Schools, churches put on data protection watchlist over privacy

Immaculate Kassait

Data Commissioner Immaculate Kassait. FILE PHOTO | NMG

Learning institutions, churches, landlords and security firms operating closed-circuit television cameras (CCTV) have been included on the list of those required to offer special safeguards when handling personal data.

The new regulations are likely to shake up data management in premises and homes where CCTV cameras have been installed. Demand for CCTV cameras has surged as public and private institutions as well as home owners move to boost security.

The regulations, which mirror that of the EU’s General Data Protection Regulation, now means CCTV operators risk reprimand for misuse of personal data.

The law mandates the Data Commissioner to investigate any breaches, with offences under the Act attracting a fine of up to Sh5 million or a term of imprisonment of up to 10 years, or both.

The new regulations published by Data Commissioner Immaculate Kassait also says that political campaigners, gaming and betting firms, banks, credit reference bureaus, technology firms and transport service providers, including taxi hailing apps, will also obtain mandatory certification as data controllers or processors.

The regulations, which are part of Data Protection Act that was signed by President Uhuru Kenyatta in November 2019, set out restrictions on how personally identifiable data obtained by firms and government entities can be handled, stored and shared.

Data processors or controllers will pay a certification fee of Sh250,000. Businesses will also be charged registration and annual renewal fees of between Sh1,000 and Sh20,000 depending on the number of employees, turnover and the risk of exposure of personal information.

“Every data controller or a data processor whose annual turnover is below five million shillings or whose annual revenue is below five million shillings; and who employs less than ten people, is exempt from the mandatory registration under these regulations,” the Data Protection (Registration of Data Controllers and Data Processors) Regulations, 2021 says.

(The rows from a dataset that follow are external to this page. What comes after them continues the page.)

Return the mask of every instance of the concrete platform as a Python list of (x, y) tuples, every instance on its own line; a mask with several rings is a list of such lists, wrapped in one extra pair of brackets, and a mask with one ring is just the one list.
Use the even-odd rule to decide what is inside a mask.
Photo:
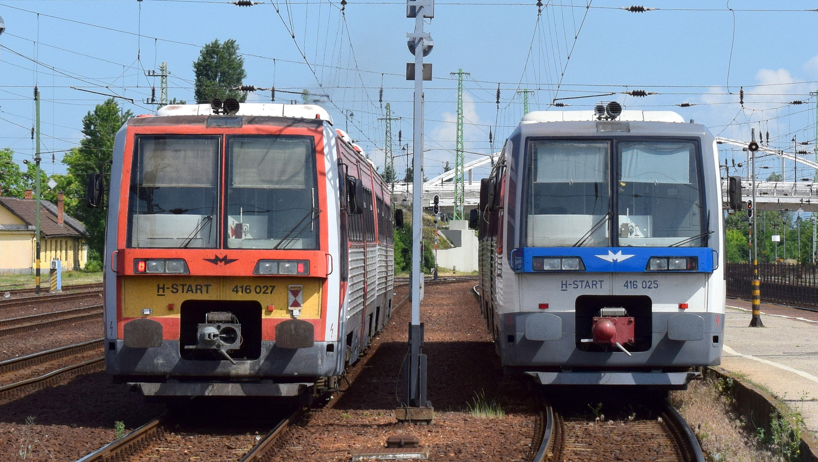
[(727, 299), (721, 369), (800, 412), (818, 437), (818, 312), (762, 303), (764, 327), (748, 327), (751, 307), (748, 301)]

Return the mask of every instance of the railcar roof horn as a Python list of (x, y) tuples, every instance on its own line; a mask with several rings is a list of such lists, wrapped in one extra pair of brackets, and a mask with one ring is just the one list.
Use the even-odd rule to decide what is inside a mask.
[(617, 117), (622, 115), (622, 105), (617, 101), (608, 104), (600, 102), (594, 106), (594, 114), (596, 114), (597, 120), (616, 120)]

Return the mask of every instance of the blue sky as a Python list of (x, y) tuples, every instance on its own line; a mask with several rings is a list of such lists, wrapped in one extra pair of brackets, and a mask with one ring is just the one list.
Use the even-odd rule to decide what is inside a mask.
[[(812, 159), (818, 90), (818, 2), (731, 0), (655, 1), (645, 12), (613, 1), (439, 1), (425, 29), (434, 41), (425, 59), (434, 79), (426, 96), (425, 175), (453, 164), (457, 81), (462, 69), (466, 161), (494, 150), (523, 114), (555, 110), (552, 99), (615, 92), (609, 96), (564, 100), (566, 110), (591, 109), (616, 100), (626, 109), (676, 110), (716, 135), (749, 140), (750, 128), (769, 146), (792, 150), (791, 139)], [(106, 96), (71, 87), (115, 94), (134, 114), (154, 110), (143, 101), (158, 78), (146, 76), (167, 62), (169, 96), (193, 100), (192, 63), (213, 39), (234, 38), (244, 54), (246, 84), (275, 86), (276, 102), (299, 99), (307, 89), (329, 95), (322, 103), (335, 126), (346, 129), (378, 165), (384, 164), (384, 116), (390, 103), (393, 151), (398, 176), (411, 150), (414, 83), (404, 78), (413, 57), (406, 34), (414, 20), (401, 1), (276, 1), (240, 7), (227, 2), (193, 0), (0, 0), (6, 32), (0, 35), (0, 147), (15, 160), (32, 159), (33, 87), (39, 86), (43, 168), (61, 173), (65, 150), (82, 138), (82, 118)], [(293, 38), (294, 35), (294, 38)], [(499, 107), (496, 92), (500, 84)], [(744, 105), (739, 87), (744, 87)], [(382, 101), (379, 101), (383, 88)], [(658, 94), (623, 94), (645, 90)], [(248, 101), (268, 101), (269, 92)], [(316, 96), (320, 97), (320, 96)], [(791, 104), (803, 101), (802, 105)], [(694, 105), (680, 107), (676, 105)], [(352, 115), (349, 116), (349, 114)], [(765, 139), (766, 141), (766, 139)], [(726, 146), (721, 158), (744, 160)], [(52, 162), (53, 154), (54, 162)], [(780, 162), (767, 163), (772, 171)], [(788, 176), (793, 166), (787, 164)], [(799, 173), (800, 176), (800, 173)], [(810, 175), (811, 176), (811, 175)]]

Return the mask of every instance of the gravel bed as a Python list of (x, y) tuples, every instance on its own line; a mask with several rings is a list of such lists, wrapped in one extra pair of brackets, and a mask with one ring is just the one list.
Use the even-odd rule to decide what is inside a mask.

The Data Protection Act requires data controllers and processors both in Kenya and abroad to ensure that all personal data is processed lawfully, fairly and in a transparent manner. They are also required to inform clients on the use of the personal data and correct or delete any false representations about them.

The law also guarantees special safeguards for sensitive data such as one’s marital status, sexual orientation, health status, ethnicity, names of children and biometric data.

Further, the law restricts transfer of personal data to parties outside Kenya. Data controllers and processors are required to obtain permission from the Data Commissioner before transferring personal data outside the country and provide proof of sufficient safeguards against misuse of the information.

Kenya has mainly pushed for data protection laws to enhance security surveillance and bolster investment in its information and communication technology sector.

The country has over the years attracted foreign firms with innovations such as Safaricom’s M-Pesa mobile money services, but the lack of safeguards in handling personal data has held it back from its full potential.

The State has in recent times also stepped up moves to access personal communication in a bid to curb security breaches.

Parliament amended the Official Secrets Act of 1968, making it compulsory for anyone who owns a mobile phone or communication gadget to provide information on persons and data that the State is pursuing for national security breaches.

Those who breach a State order to share the information risk a Sh1 million fine in the changes that also includes gadgets belonging to Kenyans that have been used in foreign countries to send information through channels like SMSs, emails and WhatsApp to the country.

In 2017, the Communications Authority of Kenya (CA), the industry regulator, sought to have Safaricom, Airtel and Telkom Kenya instal a Data Management System (DMS), arguing it would help in detecting fake mobile devices.

The three telecoms firms opposed the plan, saying it was a spyware whose purpose was to eavesdrop on people’s calls, read messages and also track their financial transactions.

The CA in a letter dated January 31, 2017 defended the directive, saying the purpose of DMS was to access information.